Freedom Riders

In 1961 segregation seemed to have an overwhelming grip on American society. Many states violently enforced the policy, while the federal government, under the Kennedy administration, remained indifferent, preoccupied with matters abroad. That is, until an integrated band of college students—many of whom were the first in their families to attend a university—decided, en masse, to risk everything and buy a ticket on a Greyhound bus bound for the Deep South. They called themselves the Freedom Riders, and they managed to bring the president and the entire American public face to face with the challenge of correcting civil-rights inequities that plagued the nation.

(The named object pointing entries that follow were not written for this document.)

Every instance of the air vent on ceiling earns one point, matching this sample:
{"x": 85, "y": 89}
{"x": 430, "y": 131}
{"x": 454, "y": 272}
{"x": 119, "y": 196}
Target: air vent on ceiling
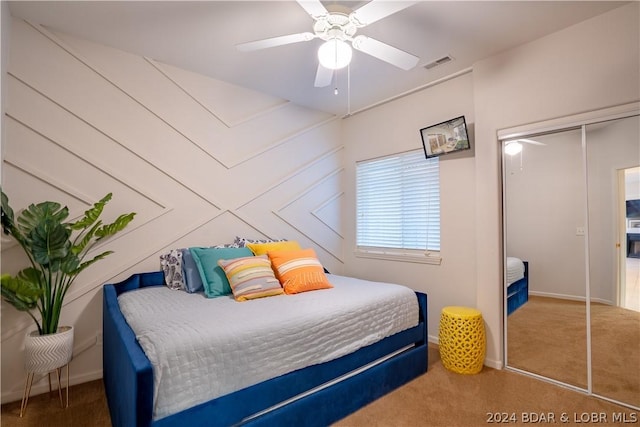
{"x": 438, "y": 61}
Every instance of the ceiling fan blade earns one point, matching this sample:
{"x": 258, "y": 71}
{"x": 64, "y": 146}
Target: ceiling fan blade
{"x": 385, "y": 52}
{"x": 313, "y": 8}
{"x": 323, "y": 76}
{"x": 275, "y": 41}
{"x": 376, "y": 10}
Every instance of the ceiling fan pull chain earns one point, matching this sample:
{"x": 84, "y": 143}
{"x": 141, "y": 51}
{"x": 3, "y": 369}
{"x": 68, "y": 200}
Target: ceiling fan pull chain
{"x": 349, "y": 90}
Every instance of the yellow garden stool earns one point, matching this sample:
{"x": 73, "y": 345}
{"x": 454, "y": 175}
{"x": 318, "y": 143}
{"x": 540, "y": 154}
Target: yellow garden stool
{"x": 462, "y": 339}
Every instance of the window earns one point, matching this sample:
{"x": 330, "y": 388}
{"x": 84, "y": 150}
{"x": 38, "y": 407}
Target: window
{"x": 398, "y": 207}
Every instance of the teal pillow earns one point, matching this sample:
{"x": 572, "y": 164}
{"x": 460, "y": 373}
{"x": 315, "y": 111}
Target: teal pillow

Veteran filmmaker Stanley Nelson’s inspirational documentary is the first feature-length film about this courageous band of civil-rights activists. Gaining impressive access to influential figures on both sides of the issue, Nelson chronicles a chapter of American history that stands as an astonishing testament to the accomplishment of youth and what can result from the incredible combination of personal conviction and the courage to organize against all odds. [Synopsis courtesy of Sundance Film Festival]

The Black Panthers: Vanguard of the Revolution

Ready or not, change was coming to America. The fault lines were no longer ignorable—cities were burning, Vietnam was exploding, disputes raged over women’s rights, gay rights, and civil rights. Many of the youth that came of age in the Sixties were set on tearing down the world that Dick and Jane built and reconstructing their own American Dream. A new revolutionary culture was emerging, and it sought to drastically transform the system. The Black Panther Party for Self-Defense would, for a short time, put itself at the vanguard of that change. [Synopsis courtesy of Sundance Film Festival]

Freedom Summer

In 1964, despite the best efforts of local civil rights activists, Mississippi remained virulently committed to segregation, underscored by the systematic exclusion of African Americans from the political process. In response, Robert Moses of the Student Nonviolent Coordinating Committee developed a campaign to bring a thousand volunteers—primarily enthusiastic young white supporters—to the state to encourage voter registration, provide much-needed education, and convene a more representative delegation to attend the Democratic National Convention. [Synopsis courtesy of Sundance Film Festival]

Jonestown: The Life and Death of Peoples Temple

Featuring never-before-seen footage, this documentary delivers a startling new look at the Peoples Temple, headed by preacher Jim Jones who, in 1978, led more than 900 members to Guyana, where he orchestrated a mass suicide via tainted punch.